Pharmaceuticals are known to get into waterways by a variety of routes. Some are flushed down toilets by patients; others originate from production-plant wastewater. Yet a new study has found chemicals in lakes far from any known sources, raising the possibility of airborne transit.
The Minnesota Pollution Control Agency research project analyzed water taken from 50 lakes in the midwestern state. Amitriptyline--an antidepressant first sold by Merck ($MRK) in the U.S. as Elavil in 1961--was found in almost 30% of the samples. In total, 24 pharmaceuticals were found in at least one of the lakes. Active pharmaceutical ingredients from Novartis' ($NVS) blockbuster Diovan and Pfizer's ($PFE) Xanax were among the chemicals found in the lakes. Multiple other studies have also found a wide range of pharmaceutical chemicals in waterways, leading to some states trying to get the industry to pay for drug-disposal programs.
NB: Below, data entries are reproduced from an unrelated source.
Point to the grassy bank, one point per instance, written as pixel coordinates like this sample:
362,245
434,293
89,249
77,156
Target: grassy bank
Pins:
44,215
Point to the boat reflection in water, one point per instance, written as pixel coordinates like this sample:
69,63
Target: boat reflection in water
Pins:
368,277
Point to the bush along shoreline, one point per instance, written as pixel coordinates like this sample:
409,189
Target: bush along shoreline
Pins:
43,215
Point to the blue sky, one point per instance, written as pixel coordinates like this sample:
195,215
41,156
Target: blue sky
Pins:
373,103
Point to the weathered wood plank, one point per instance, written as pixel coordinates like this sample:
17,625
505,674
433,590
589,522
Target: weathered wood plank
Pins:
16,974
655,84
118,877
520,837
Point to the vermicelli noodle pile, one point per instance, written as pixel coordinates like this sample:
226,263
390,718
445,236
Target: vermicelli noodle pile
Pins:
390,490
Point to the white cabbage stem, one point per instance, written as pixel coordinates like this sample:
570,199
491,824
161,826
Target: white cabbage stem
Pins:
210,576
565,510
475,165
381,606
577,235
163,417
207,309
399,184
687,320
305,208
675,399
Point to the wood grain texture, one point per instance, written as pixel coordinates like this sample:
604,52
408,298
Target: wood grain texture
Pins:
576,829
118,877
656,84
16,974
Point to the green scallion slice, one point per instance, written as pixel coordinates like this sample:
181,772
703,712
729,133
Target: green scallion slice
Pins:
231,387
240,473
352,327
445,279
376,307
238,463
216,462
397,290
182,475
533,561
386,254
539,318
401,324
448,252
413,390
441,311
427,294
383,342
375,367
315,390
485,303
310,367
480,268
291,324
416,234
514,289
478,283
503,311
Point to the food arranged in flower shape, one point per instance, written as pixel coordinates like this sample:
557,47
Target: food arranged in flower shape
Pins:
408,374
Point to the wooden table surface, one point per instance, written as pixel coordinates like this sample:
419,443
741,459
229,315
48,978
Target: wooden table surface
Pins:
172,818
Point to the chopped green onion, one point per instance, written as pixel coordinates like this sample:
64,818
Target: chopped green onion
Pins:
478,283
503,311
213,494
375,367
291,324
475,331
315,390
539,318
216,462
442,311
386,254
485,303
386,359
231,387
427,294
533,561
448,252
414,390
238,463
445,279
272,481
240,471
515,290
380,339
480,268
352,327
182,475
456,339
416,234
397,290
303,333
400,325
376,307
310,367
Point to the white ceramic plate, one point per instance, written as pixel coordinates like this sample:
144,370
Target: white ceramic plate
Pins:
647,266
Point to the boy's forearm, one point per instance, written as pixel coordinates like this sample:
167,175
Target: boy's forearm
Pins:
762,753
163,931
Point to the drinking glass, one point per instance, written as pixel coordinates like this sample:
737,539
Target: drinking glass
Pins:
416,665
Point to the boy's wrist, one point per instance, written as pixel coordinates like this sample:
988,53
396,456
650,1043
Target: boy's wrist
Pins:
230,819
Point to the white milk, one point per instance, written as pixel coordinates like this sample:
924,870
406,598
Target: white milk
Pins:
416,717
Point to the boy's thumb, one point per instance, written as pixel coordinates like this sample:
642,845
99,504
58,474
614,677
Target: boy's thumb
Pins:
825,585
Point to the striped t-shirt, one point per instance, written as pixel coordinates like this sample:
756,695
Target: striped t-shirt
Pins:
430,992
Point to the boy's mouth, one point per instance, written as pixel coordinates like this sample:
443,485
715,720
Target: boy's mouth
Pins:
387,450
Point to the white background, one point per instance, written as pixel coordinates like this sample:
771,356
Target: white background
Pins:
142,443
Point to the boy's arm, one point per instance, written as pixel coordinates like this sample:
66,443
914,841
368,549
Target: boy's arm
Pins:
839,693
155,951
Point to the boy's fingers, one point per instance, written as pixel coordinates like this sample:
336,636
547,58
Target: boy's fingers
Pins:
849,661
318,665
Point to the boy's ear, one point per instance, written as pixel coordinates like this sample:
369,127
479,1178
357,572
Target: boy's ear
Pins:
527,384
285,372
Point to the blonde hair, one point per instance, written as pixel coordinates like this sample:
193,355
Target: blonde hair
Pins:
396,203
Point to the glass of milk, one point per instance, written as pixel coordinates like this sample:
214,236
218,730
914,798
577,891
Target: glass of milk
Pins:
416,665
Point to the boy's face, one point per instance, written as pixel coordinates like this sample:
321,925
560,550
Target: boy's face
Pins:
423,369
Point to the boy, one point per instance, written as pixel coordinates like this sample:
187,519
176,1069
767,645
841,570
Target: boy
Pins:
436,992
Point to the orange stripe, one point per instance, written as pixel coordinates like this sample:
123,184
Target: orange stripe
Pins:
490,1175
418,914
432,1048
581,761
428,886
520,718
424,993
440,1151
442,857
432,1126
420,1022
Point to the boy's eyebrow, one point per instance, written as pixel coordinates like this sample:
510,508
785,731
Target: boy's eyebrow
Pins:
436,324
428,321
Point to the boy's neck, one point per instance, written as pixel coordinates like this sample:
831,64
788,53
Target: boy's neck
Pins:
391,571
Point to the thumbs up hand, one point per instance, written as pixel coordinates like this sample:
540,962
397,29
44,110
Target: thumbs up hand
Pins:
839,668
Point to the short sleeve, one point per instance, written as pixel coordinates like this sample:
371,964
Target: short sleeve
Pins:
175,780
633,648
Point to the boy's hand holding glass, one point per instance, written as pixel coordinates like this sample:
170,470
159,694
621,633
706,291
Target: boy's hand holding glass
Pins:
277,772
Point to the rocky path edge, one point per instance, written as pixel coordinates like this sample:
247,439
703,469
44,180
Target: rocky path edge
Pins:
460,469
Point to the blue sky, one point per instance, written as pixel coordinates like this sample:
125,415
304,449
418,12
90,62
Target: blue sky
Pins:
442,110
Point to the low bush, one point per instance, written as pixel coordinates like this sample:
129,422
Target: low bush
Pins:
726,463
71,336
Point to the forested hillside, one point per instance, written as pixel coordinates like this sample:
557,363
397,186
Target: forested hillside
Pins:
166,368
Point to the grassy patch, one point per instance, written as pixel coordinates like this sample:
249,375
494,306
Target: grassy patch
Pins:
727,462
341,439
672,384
What is unusual about the Minnesota research is the location of the lakes in which contaminants were found. Many lacked an obvious local source of the contamination--such as development on the shoreline--and as such the researchers think the chemicals traveled some distance. Earlier research has shown that chemicals--such as cocaine, which was found in one-third of lakes--can be detected in air samples. This creates the possibility that chemicals are being blown on the wind and then settling in remote locations, far from the original source.
The amounts reaching the remote lakes are minuscule--the highest concentration of amitriptyline was 4.1 nanograms per liter--but researchers are wary of trace levels of contaminants. Talking to Minnesota Public Radio, researcher Mark Ferrey said: "The concentrations that we're seeing, at parts per trillion level are vanishingly small. But there are more and more pieces of the puzzle coming together to show that yes, they can affect organisms in our environment in ways that are very unsettling."